Chemistry and Synthetic Biology |
Molecular recognition of poly(A) by small ligands: an alternative method of analysis reveals nanomolar, cooperative and shape-selective binding
School of Chemistry and Biochemistry, Parker H. Petit Institute of Bioengineering and Bioscience, Georgia Institute of Technology, Atlanta, GA 30332-0400, USA
*To whom correspondence should be addressed. Tel: +1 404 385 1162; Fax: +1 404 894 2295; Email: hud{at}chemistry.gatech.edu
Received October 21, 2008. Revised November 18, 2008. Accepted November 19, 2008.
A few drug-like molecules have recently been found to bind poly(A) and induce a stable secondary structure (Tm 
60°C), even though this RNA homopolymer is single-stranded in the absence of a ligand. Here, we report results from experiments specifically designed to explore the association of small molecules with poly(A).
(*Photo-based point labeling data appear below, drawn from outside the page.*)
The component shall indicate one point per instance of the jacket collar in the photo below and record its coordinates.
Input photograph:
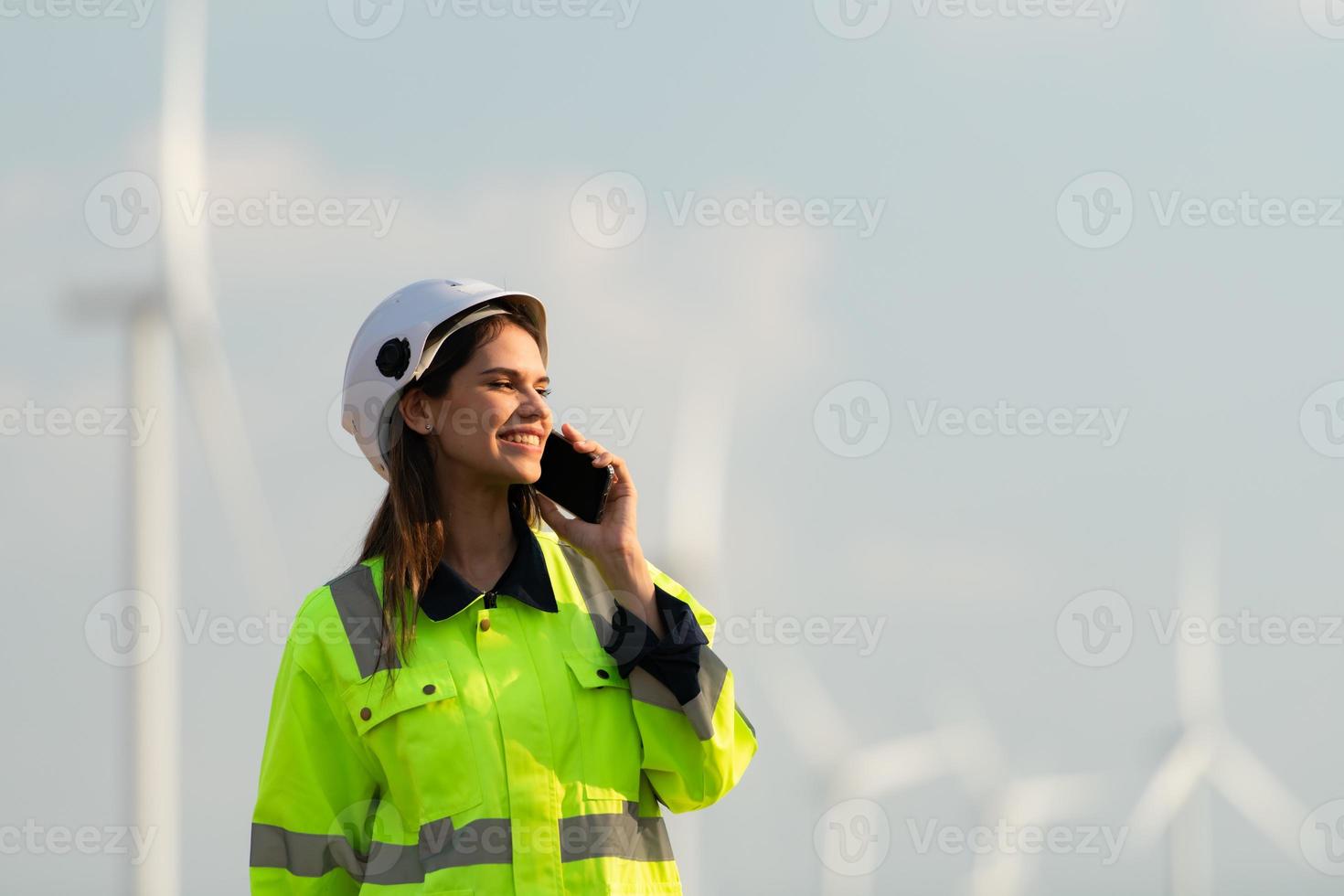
(526, 579)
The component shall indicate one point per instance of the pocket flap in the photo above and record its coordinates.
(413, 687)
(595, 670)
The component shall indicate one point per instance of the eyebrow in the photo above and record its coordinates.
(511, 372)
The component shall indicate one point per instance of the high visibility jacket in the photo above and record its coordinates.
(519, 750)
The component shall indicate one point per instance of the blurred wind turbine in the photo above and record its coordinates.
(1037, 799)
(829, 747)
(1207, 752)
(176, 320)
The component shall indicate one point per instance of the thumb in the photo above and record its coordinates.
(552, 516)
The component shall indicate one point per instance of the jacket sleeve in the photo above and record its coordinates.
(697, 739)
(312, 821)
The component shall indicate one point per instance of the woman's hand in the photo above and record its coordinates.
(614, 541)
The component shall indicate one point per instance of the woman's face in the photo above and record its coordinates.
(497, 392)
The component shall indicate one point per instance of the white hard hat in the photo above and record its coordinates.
(394, 347)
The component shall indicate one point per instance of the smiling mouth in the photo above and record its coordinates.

We demonstrate that coralyne, the first small molecule discovered to bind poly(dA), binds with unexpectedly high affinity (Ka >107 M–1), and that the crescent shape of coralyne appears necessary for poly(A) binding. We also show that the binding of similar ligands to poly(A) can be highly cooperative. For one particular ligand, at least six ligand molecules are required to stabilize the poly(A) self-structure at room temperature. This highly cooperative binding produces very sharp transitions between unstructured and structured poly(A) as a function of ligand concentration. Given the fact that junctions between Watson–Crick and A·A duplexes are tolerated, we propose that poly(A) sequence elements and appropriate ligands could be used to reversibly drive transitions in DNA and RNA-based molecular structures by simply diluting/concentrating a sample about the poly(A)-ligand ‘critical concentration’. The ligands described here may also find biological or medicinal applications, owing to the 3'-polyadenylation of mRNA in living cells.